Corpi estranei di Christian Rovatti (12/17)

Corpi estranei di Christian Rovatti (Giraldi editore) mi ha fatto pensare a Nick Hornby.
La ricetta è molto simile: ottime citazioni musicali, sincerità sfacciata, flussi di coscienza briosi e politicamente scorretti, slang e bello stile alternati.
In più c’è Bologna, con il suo passato rivoluzionario, il presente borghese, l’impudicizia e la genuinità che la caratterizzano.
Tra una risata e un’obiezione, fra un assenso e un dissenso, mi sono ritrovata quasi senza accorgermene alla fine di Corpi estranei. Sembrerebbe un romanzo disincantato, da divorare per farsi portar via, ma il mio taccuino si è accresciuto di ben due pagine di appunti fitti fitti.
Ivan Navi, il protagonista di Corpi estranei, è un rivoluzionario, un contestatore, un titano. Si rifiuta di avere figli per non regalare altri schiavi al consumismo imperante e disprezza la tecnologia perché incoraggia la mediocrità.

Eccolo in una delle sue sfuriate: ” Dio maledica Zuckerberg! Ci ha resi tutti pettegoli, guardoni ed esibizionisti allo stesso tempo, trasformando il sacrosanto diritto di espressione in un perverso dovere di comunicazione, in una patologica mania di condivisione“.
Con la stessa verve si lancia in discorsi irriverenti, che non condivido quasi mai ma a cui riconosco il coraggio di innalzarsi fuori dal coro del pensiero unico: “Come i neri in America…Pensaci un attimo:  perché fino a centocinquant’anni fa erano solo degli schiavi senza neanche un nome, né una data di nascita, e adesso c’è addirittura un presidente nero, negli Stati Uniti? Marketing, vecchio, solo marketing! Quando all’economia servivano schiavi, i negri erano schiavi, quando ha avuto bisogno di operai, i neri sono diventati operai, quando c’è stato bisogno di consumatori, gli afroamericani sono diventati consumatori“.

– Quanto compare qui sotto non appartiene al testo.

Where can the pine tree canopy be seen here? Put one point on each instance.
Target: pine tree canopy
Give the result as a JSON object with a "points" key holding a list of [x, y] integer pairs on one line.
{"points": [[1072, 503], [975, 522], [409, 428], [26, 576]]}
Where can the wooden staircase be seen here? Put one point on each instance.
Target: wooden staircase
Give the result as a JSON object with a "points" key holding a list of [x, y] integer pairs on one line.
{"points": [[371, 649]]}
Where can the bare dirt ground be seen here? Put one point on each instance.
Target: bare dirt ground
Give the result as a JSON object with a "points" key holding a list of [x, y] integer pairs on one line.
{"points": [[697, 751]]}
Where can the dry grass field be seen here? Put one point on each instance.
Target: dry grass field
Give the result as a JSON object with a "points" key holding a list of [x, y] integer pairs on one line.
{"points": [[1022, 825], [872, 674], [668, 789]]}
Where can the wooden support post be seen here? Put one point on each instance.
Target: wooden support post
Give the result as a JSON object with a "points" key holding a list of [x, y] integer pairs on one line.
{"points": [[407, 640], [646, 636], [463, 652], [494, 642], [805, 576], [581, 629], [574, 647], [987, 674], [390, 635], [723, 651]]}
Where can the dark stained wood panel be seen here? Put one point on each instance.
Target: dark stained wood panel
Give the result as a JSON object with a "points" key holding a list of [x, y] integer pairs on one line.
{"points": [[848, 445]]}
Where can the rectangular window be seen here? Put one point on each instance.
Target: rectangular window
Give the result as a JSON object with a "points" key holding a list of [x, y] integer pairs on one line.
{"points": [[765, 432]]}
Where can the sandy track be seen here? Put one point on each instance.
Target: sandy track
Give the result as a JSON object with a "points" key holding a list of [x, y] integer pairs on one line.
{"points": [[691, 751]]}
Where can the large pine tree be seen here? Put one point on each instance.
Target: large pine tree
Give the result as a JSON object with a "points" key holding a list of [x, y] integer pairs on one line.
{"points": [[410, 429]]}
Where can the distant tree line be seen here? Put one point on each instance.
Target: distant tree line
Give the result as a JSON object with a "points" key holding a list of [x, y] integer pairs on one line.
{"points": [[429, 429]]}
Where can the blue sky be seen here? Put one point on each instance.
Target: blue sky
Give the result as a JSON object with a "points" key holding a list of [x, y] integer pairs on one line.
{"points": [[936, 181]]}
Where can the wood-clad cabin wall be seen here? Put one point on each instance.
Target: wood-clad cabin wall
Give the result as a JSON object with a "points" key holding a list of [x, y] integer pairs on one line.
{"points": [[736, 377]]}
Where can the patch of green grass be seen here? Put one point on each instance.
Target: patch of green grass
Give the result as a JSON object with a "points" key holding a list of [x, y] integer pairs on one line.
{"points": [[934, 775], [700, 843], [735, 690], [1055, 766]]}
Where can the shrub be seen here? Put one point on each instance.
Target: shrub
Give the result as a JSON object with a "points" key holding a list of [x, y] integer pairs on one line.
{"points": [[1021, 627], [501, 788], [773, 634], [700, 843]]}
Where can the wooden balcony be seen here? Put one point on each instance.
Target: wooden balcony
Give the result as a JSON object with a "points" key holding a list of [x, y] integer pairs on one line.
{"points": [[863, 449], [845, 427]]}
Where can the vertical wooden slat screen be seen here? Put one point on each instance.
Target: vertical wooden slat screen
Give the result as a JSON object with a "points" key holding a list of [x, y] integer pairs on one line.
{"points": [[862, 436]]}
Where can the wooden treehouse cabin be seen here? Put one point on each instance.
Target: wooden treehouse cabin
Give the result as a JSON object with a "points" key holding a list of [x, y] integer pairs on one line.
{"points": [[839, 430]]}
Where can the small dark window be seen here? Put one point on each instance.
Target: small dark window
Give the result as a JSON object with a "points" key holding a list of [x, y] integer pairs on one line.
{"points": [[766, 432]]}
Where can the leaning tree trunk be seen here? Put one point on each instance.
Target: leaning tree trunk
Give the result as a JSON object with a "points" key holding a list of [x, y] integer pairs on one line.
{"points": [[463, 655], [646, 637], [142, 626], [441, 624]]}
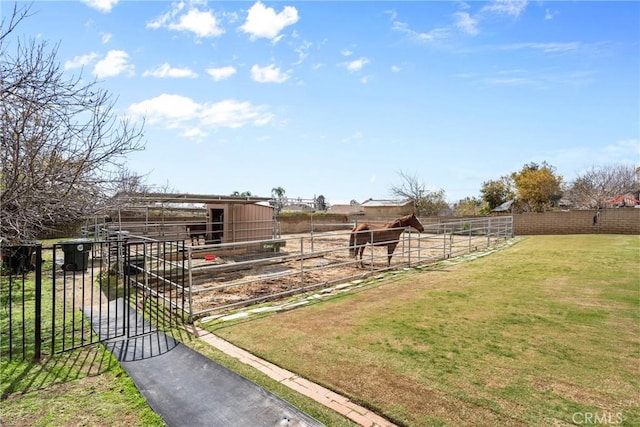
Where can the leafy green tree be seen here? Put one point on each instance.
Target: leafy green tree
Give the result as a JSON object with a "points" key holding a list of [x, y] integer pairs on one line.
{"points": [[278, 199], [469, 206], [538, 187], [496, 192], [598, 184]]}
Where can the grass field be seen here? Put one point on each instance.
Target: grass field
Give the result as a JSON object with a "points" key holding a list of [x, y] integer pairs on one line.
{"points": [[545, 332]]}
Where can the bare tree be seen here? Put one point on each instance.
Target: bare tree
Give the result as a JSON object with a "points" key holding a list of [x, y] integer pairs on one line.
{"points": [[427, 203], [62, 144], [601, 183]]}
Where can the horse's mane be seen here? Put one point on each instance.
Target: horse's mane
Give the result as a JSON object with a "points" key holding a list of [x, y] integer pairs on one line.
{"points": [[398, 222]]}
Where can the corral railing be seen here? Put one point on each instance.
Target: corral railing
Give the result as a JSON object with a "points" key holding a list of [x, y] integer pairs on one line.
{"points": [[198, 231], [53, 297], [226, 276]]}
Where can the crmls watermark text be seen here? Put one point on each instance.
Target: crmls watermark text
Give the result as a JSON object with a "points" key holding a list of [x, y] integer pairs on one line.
{"points": [[597, 418]]}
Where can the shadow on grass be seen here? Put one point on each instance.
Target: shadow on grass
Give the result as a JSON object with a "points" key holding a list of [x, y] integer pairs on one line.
{"points": [[25, 376]]}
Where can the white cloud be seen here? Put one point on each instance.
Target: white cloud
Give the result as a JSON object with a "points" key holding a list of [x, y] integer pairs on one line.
{"points": [[264, 22], [115, 63], [357, 135], [221, 73], [550, 14], [466, 23], [194, 119], [433, 35], [101, 5], [165, 70], [545, 47], [357, 65], [268, 74], [627, 147], [166, 109], [506, 7], [234, 114], [194, 133], [80, 61], [202, 23]]}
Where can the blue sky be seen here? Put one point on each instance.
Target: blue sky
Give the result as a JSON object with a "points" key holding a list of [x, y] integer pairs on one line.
{"points": [[337, 98]]}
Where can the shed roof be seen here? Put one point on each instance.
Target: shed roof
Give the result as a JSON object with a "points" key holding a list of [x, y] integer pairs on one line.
{"points": [[504, 207], [385, 203], [188, 198]]}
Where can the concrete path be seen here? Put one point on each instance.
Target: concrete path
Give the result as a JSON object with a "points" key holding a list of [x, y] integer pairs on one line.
{"points": [[338, 403]]}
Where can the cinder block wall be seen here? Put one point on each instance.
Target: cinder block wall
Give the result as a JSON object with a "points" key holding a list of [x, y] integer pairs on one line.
{"points": [[610, 221]]}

Ancor meno generoso è il giudizio sulle donne, già oggetto della frase in epigrafe: “Dedicato alle donne, causa ultima di ogni opera d’arte e di quasi tutti i suicidi”.
Ivan Navi disprezza le donne votate all’esteriorità, vestite in maniera provocante, impegnate a lottare contro l’età che avanza, facili da corrompere, spietate nel respingere.
Contemporaneamente, non tollera la sciatteria nella sua fidanzata.
Christian Rovatti ci presenta così un caso paradigmatico di uomo di oggi, alla ricerca di un ruolo e di una stabilità. Anche per questo Corpi estranei è una lettura illuminante.